Hermione's hands shot to her face again, and Harry looked at Ron in disbelief.
"Maybe Umbridge marked it."
"What did they ask, anyway?"
When she lowered her hands, they were relieved to see that she had gone back to outrage instead of grief.
"Oh, the questions were so piddling. And some were just wrong. I tried to be diplomatic about it, but I had to think of something that was worth saying." Harry and Ron shared a glance.
"You're really good at that! Usually," Ron assured her.
Harry was genuinely curious now. "Like what? Did they ask?"
"Well, I don't know, I suppose it is partly my fault. I mean, there was a question about batteries and I might have mixed up positive and negative charges. And I've never even tried to wire a lamp before, or make pancakes, and both were on the practical. They're obsessed with electricity; it's as though there's nothing else worth knowing about Muggles at all. And they made the girls do more cooking than the boys-- I asked around, and I'm certain of it."

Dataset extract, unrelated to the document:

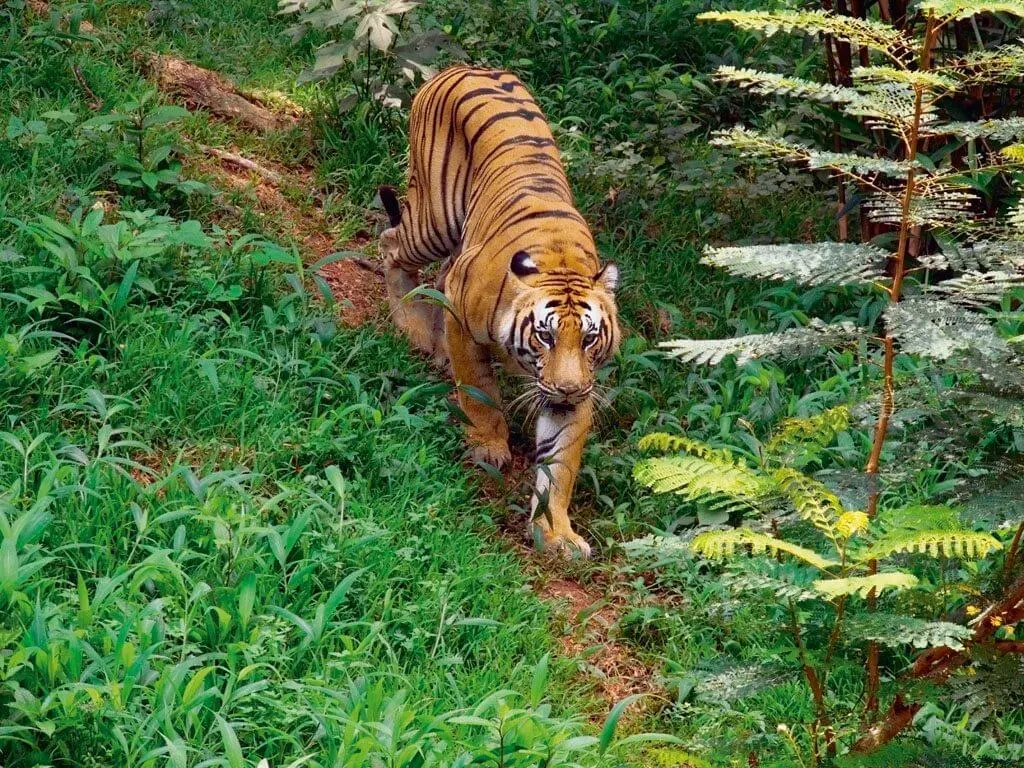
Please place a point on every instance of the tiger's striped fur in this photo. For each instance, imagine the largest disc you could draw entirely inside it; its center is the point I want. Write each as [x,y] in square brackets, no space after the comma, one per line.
[487,193]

"Good skill to have, though," interjected Ron, looking at the shed. "In case you're ever without ma--" Harry accidentally trod on his toe.
"They didn't ask a thing about Muggle government, except the name of the Prime Minister and what type of car he drives (trick question, of course). Or about Muggle history. I thought for certain they would ask about the second world war and how it can be distinguished from the war with Grindelwald, or about feudalism or Shakespeare or something, but there was nothing. I suppose I didn't need to explain the rise of modern science or the recent shift toward transnational political formations when they asked what a mobile phone was for, but, really, it was too stupid. They misspelled 'The Beatles'. And there was a question about currency with guineas and farthings in it."
"Do Muggles have a different sort of beetles?"
"The Beatles, Ron. Anyway, I don't know how anyone ever passes it. They just memorize the lectures, I suppose. It's shockingly bad policy; it must lead to all sorts of unnecessary obliviations."
There was a pensive pause; neither Harry nor Ron wished to interrupt this happy line of reasoning.
"Do you really think I could be Minister?"
Harry swept her up and plowed both of them into Ron, and the three of them collapsed on the weedy lawn, giggling, trying to pretend that red faces were inevitable under the circumstances.